Thomas Khun demonstrated that science is based on assumptions about nature rather than mere facts. These assumptions constitute a paradigm—a narrative—made up of beliefs and values that lead to techniques used by scientists. These techniques set the limits of their horizons of inquiry. I would add that this narrative is another scaffold of the Christian worldview, for example, ‘Secularism’ and ‘Humanity’.

  • That there is an objective reality shared by all rational observers. (is dependent on the world being real – an idea that is Judeo-Christian)
  • This objective reality is governed by natural laws that are consistent and repetitive (based on the Christian idea of a Creator that is rational)
  • That reality can be discovered by means of systematic observation and experimentation (GOD as creator is the source of all truth and only truth flows from Him – and thus is discoverable)
  • Nature has uniformity of laws, and most, if not all, things in nature must have at least a natural cause. (GOD as the first cause, bringing about a chain of other causes)

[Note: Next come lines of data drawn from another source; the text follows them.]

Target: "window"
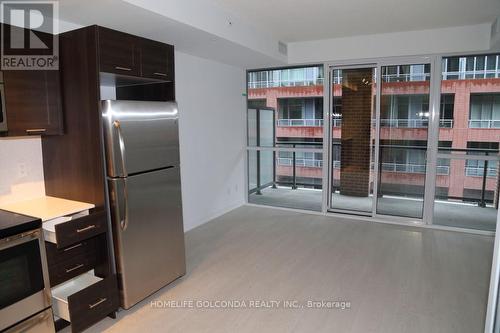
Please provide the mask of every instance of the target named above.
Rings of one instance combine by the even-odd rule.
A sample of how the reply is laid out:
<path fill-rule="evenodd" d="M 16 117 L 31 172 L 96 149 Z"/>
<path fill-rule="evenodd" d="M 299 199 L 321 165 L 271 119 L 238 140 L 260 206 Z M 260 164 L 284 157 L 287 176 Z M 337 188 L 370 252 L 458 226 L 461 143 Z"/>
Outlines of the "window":
<path fill-rule="evenodd" d="M 451 57 L 443 59 L 443 79 L 456 80 L 459 78 L 460 58 Z"/>
<path fill-rule="evenodd" d="M 317 126 L 323 120 L 322 98 L 281 98 L 278 100 L 279 119 L 318 120 Z M 319 121 L 321 120 L 321 121 Z M 282 122 L 283 123 L 283 122 Z M 314 122 L 293 122 L 289 126 L 316 126 Z"/>
<path fill-rule="evenodd" d="M 265 99 L 249 99 L 248 100 L 248 108 L 249 109 L 260 109 L 266 107 Z"/>
<path fill-rule="evenodd" d="M 380 125 L 421 128 L 428 125 L 429 95 L 387 95 L 382 105 Z"/>
<path fill-rule="evenodd" d="M 278 100 L 280 119 L 304 119 L 304 100 L 291 98 Z"/>
<path fill-rule="evenodd" d="M 384 66 L 382 78 L 384 82 L 428 81 L 430 65 Z"/>
<path fill-rule="evenodd" d="M 248 73 L 248 88 L 275 88 L 323 84 L 323 67 L 286 68 Z"/>
<path fill-rule="evenodd" d="M 470 128 L 500 128 L 500 94 L 470 96 Z"/>
<path fill-rule="evenodd" d="M 468 155 L 491 155 L 498 154 L 498 142 L 467 142 Z M 482 160 L 467 160 L 465 167 L 465 175 L 469 177 L 483 177 L 485 161 Z M 497 177 L 498 172 L 496 165 L 487 165 L 487 177 Z"/>
<path fill-rule="evenodd" d="M 443 59 L 444 80 L 498 78 L 499 56 L 479 55 Z"/>
<path fill-rule="evenodd" d="M 441 95 L 441 108 L 439 112 L 439 126 L 452 128 L 453 127 L 453 109 L 455 107 L 454 94 Z"/>

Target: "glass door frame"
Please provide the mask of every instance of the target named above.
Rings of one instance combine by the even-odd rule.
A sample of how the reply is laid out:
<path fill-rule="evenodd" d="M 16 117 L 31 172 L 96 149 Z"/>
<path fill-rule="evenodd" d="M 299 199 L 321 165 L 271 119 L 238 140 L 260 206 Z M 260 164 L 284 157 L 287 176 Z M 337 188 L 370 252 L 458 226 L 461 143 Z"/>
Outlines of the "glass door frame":
<path fill-rule="evenodd" d="M 377 196 L 379 190 L 378 176 L 379 176 L 379 160 L 380 160 L 380 108 L 381 108 L 381 92 L 382 92 L 382 67 L 396 66 L 396 65 L 415 65 L 415 64 L 429 64 L 430 65 L 430 87 L 429 87 L 429 125 L 427 134 L 427 159 L 426 159 L 426 173 L 425 173 L 425 189 L 423 198 L 423 214 L 422 218 L 410 218 L 403 216 L 391 216 L 377 213 Z M 343 211 L 331 208 L 331 184 L 333 181 L 332 174 L 332 88 L 333 88 L 333 71 L 336 69 L 355 69 L 355 68 L 376 68 L 376 101 L 375 101 L 375 156 L 374 156 L 374 170 L 375 176 L 373 183 L 373 201 L 372 211 L 368 214 L 355 211 Z M 436 182 L 436 165 L 437 165 L 437 148 L 439 138 L 439 111 L 440 111 L 440 87 L 441 87 L 441 56 L 417 56 L 417 57 L 391 57 L 391 58 L 377 58 L 366 59 L 365 61 L 341 61 L 341 62 L 327 62 L 324 64 L 325 78 L 328 75 L 328 81 L 324 84 L 323 94 L 323 156 L 328 161 L 323 165 L 323 212 L 325 214 L 342 214 L 346 213 L 354 216 L 366 216 L 371 220 L 387 221 L 392 223 L 402 224 L 432 224 L 433 210 L 434 210 L 434 194 Z M 326 144 L 328 143 L 328 145 Z M 325 191 L 327 189 L 327 191 Z"/>

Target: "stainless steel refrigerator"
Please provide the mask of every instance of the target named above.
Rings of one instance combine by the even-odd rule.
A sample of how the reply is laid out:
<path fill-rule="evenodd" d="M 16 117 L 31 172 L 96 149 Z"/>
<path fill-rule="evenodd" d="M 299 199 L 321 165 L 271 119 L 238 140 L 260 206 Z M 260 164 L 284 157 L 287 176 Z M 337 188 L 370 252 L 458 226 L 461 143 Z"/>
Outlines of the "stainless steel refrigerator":
<path fill-rule="evenodd" d="M 102 101 L 121 306 L 186 272 L 174 102 Z"/>

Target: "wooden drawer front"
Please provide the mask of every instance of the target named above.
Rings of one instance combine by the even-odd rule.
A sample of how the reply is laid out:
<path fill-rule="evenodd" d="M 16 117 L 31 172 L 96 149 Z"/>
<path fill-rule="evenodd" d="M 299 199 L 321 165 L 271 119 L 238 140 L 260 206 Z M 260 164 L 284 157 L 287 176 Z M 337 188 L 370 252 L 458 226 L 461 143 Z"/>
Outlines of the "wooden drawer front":
<path fill-rule="evenodd" d="M 99 27 L 99 62 L 101 72 L 139 76 L 137 38 Z"/>
<path fill-rule="evenodd" d="M 171 45 L 141 40 L 141 76 L 172 81 L 174 53 Z"/>
<path fill-rule="evenodd" d="M 57 248 L 62 249 L 106 232 L 106 214 L 104 211 L 93 212 L 69 222 L 55 226 Z"/>
<path fill-rule="evenodd" d="M 94 269 L 97 265 L 98 241 L 97 238 L 91 238 L 64 249 L 46 242 L 50 286 L 54 287 Z"/>
<path fill-rule="evenodd" d="M 68 297 L 71 331 L 81 332 L 119 307 L 116 275 Z"/>

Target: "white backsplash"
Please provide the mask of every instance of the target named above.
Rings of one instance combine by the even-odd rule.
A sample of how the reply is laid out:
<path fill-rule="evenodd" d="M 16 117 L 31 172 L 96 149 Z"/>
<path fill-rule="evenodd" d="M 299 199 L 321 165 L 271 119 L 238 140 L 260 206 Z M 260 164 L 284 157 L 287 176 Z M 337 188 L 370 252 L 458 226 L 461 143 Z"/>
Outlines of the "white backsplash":
<path fill-rule="evenodd" d="M 0 138 L 0 204 L 43 195 L 40 137 Z"/>

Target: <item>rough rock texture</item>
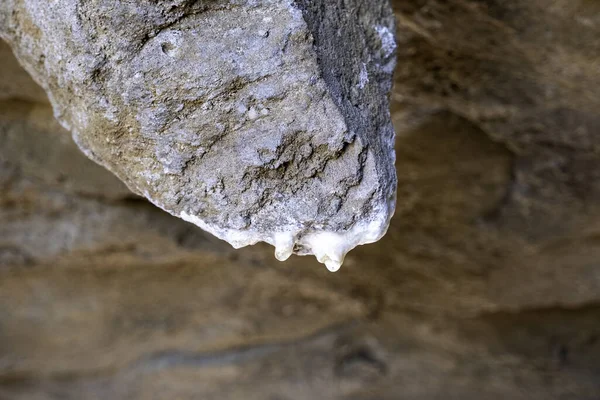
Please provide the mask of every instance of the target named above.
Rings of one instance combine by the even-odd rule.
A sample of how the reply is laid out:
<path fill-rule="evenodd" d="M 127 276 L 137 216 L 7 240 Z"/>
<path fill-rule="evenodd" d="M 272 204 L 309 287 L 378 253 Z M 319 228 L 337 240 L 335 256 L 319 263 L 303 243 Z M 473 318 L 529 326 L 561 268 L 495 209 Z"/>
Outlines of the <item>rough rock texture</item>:
<path fill-rule="evenodd" d="M 0 6 L 90 158 L 236 248 L 334 270 L 394 208 L 393 27 L 388 0 Z"/>
<path fill-rule="evenodd" d="M 597 2 L 394 7 L 397 214 L 337 274 L 36 151 L 67 133 L 3 97 L 0 398 L 596 400 Z"/>

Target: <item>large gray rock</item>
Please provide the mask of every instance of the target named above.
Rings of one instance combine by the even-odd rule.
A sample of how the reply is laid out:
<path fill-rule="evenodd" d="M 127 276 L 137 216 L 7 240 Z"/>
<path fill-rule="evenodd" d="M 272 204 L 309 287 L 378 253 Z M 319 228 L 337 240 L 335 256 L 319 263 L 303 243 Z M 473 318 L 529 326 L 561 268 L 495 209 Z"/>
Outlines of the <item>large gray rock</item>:
<path fill-rule="evenodd" d="M 80 148 L 234 247 L 331 270 L 394 209 L 387 0 L 8 0 L 0 35 Z"/>

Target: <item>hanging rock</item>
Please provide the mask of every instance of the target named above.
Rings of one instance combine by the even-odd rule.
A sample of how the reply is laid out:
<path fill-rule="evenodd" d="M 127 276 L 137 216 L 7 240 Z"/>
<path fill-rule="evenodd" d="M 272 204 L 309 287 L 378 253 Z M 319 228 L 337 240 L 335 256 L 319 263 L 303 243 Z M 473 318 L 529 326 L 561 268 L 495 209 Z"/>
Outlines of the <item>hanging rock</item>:
<path fill-rule="evenodd" d="M 387 0 L 4 0 L 82 151 L 234 247 L 336 270 L 395 203 Z"/>

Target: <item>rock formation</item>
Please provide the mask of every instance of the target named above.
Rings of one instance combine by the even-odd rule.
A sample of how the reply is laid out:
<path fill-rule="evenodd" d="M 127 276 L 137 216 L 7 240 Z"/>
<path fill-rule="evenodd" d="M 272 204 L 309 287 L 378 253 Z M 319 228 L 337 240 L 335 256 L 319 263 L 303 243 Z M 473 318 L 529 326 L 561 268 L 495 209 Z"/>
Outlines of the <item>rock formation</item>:
<path fill-rule="evenodd" d="M 0 35 L 90 158 L 239 248 L 337 270 L 394 209 L 388 0 L 9 0 Z"/>

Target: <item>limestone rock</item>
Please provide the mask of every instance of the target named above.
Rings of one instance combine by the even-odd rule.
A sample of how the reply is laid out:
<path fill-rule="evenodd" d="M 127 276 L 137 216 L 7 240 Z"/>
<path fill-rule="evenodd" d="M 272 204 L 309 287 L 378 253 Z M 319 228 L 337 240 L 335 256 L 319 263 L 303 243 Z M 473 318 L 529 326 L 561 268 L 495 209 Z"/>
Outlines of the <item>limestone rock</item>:
<path fill-rule="evenodd" d="M 7 0 L 0 35 L 80 148 L 234 247 L 336 270 L 396 176 L 387 0 Z"/>

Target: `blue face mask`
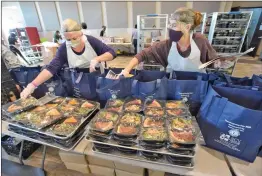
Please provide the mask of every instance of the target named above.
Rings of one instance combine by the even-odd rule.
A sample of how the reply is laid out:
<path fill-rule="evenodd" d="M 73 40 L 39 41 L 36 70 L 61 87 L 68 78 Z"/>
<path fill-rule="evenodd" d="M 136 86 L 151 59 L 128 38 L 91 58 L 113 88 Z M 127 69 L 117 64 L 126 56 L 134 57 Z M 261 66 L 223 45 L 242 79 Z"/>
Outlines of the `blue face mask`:
<path fill-rule="evenodd" d="M 182 36 L 183 33 L 181 31 L 175 31 L 173 29 L 169 29 L 169 38 L 172 42 L 178 42 Z"/>

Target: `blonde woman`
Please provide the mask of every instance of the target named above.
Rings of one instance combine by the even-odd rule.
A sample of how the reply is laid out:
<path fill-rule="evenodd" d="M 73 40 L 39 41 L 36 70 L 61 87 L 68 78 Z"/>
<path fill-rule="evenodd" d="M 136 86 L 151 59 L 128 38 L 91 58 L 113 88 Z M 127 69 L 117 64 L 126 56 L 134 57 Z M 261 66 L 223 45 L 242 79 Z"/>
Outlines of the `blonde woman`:
<path fill-rule="evenodd" d="M 21 98 L 26 98 L 34 90 L 53 77 L 64 64 L 70 68 L 89 68 L 90 72 L 100 62 L 110 61 L 116 57 L 113 49 L 95 37 L 84 35 L 81 25 L 72 19 L 63 21 L 61 31 L 65 36 L 64 42 L 57 50 L 55 58 L 27 87 L 22 91 Z"/>
<path fill-rule="evenodd" d="M 158 42 L 138 53 L 122 71 L 129 72 L 140 62 L 154 60 L 167 68 L 167 71 L 203 71 L 199 65 L 217 57 L 216 51 L 205 36 L 194 33 L 200 25 L 202 15 L 189 8 L 179 8 L 170 17 L 169 39 Z"/>

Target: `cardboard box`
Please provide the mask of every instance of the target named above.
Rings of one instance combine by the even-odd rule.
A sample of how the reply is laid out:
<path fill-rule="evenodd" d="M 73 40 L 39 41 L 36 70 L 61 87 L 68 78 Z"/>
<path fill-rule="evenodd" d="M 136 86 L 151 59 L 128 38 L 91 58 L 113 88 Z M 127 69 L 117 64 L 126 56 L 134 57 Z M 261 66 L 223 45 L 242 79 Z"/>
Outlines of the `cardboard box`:
<path fill-rule="evenodd" d="M 96 176 L 115 176 L 115 169 L 97 165 L 89 165 L 90 171 Z"/>
<path fill-rule="evenodd" d="M 85 155 L 59 150 L 59 156 L 63 162 L 75 164 L 88 164 Z"/>
<path fill-rule="evenodd" d="M 148 176 L 165 176 L 165 172 L 148 169 Z"/>
<path fill-rule="evenodd" d="M 122 170 L 115 170 L 116 176 L 143 176 L 144 174 L 136 174 L 136 173 L 130 173 Z"/>
<path fill-rule="evenodd" d="M 91 165 L 98 165 L 98 166 L 104 166 L 109 168 L 115 168 L 115 164 L 113 161 L 104 160 L 101 158 L 97 158 L 94 156 L 86 156 L 88 163 Z"/>
<path fill-rule="evenodd" d="M 76 163 L 69 163 L 64 162 L 67 169 L 78 171 L 84 174 L 90 174 L 90 170 L 87 164 L 76 164 Z"/>
<path fill-rule="evenodd" d="M 137 166 L 132 166 L 130 164 L 123 164 L 119 162 L 114 162 L 115 163 L 115 168 L 118 170 L 130 172 L 130 173 L 135 173 L 135 174 L 143 174 L 144 173 L 144 168 L 142 167 L 137 167 Z"/>

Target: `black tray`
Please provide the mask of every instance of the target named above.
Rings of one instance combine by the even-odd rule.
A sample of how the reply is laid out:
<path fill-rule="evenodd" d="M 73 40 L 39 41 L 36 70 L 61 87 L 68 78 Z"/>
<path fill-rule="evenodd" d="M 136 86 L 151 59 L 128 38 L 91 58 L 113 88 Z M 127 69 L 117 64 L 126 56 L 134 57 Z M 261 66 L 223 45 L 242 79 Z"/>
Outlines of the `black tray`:
<path fill-rule="evenodd" d="M 170 155 L 166 155 L 166 160 L 171 163 L 171 164 L 175 164 L 175 165 L 180 165 L 180 166 L 193 166 L 193 160 L 177 160 L 174 159 L 172 157 L 170 157 Z"/>
<path fill-rule="evenodd" d="M 103 153 L 111 153 L 114 151 L 114 148 L 111 146 L 94 143 L 93 150 L 98 150 Z"/>
<path fill-rule="evenodd" d="M 140 154 L 150 161 L 157 161 L 163 158 L 163 155 L 159 153 L 140 151 Z"/>
<path fill-rule="evenodd" d="M 133 149 L 127 149 L 127 148 L 122 148 L 122 147 L 116 147 L 116 149 L 123 154 L 126 155 L 136 155 L 137 154 L 137 150 L 133 150 Z"/>
<path fill-rule="evenodd" d="M 136 137 L 135 138 L 123 138 L 117 135 L 113 135 L 113 139 L 114 141 L 117 142 L 117 144 L 119 145 L 123 145 L 123 146 L 134 146 L 136 145 Z"/>

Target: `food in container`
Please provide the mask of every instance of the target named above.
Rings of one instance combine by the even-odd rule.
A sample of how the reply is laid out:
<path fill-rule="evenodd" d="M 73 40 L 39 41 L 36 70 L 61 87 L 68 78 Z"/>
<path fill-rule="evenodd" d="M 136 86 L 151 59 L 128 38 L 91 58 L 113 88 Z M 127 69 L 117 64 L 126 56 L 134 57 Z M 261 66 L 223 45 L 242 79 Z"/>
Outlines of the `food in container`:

  • Those experimental procedures will be done satisfactorily without any deliberate or unintentional mistakes that will influence the results (Christian integrity)
  • That experimenters will not be significantly biased by their presumptions (The desire for truth – a Christian value)
  • That random sampling is representative of the entire population. (Fr Roger Bacon, Doctor of Mirabilis)

Since the world has moved away from these underpinnings, we are seeing that science is becoming more politicised and increasingly subject to commercial concerns. Certain questions in science are now off-limits due to political expectations.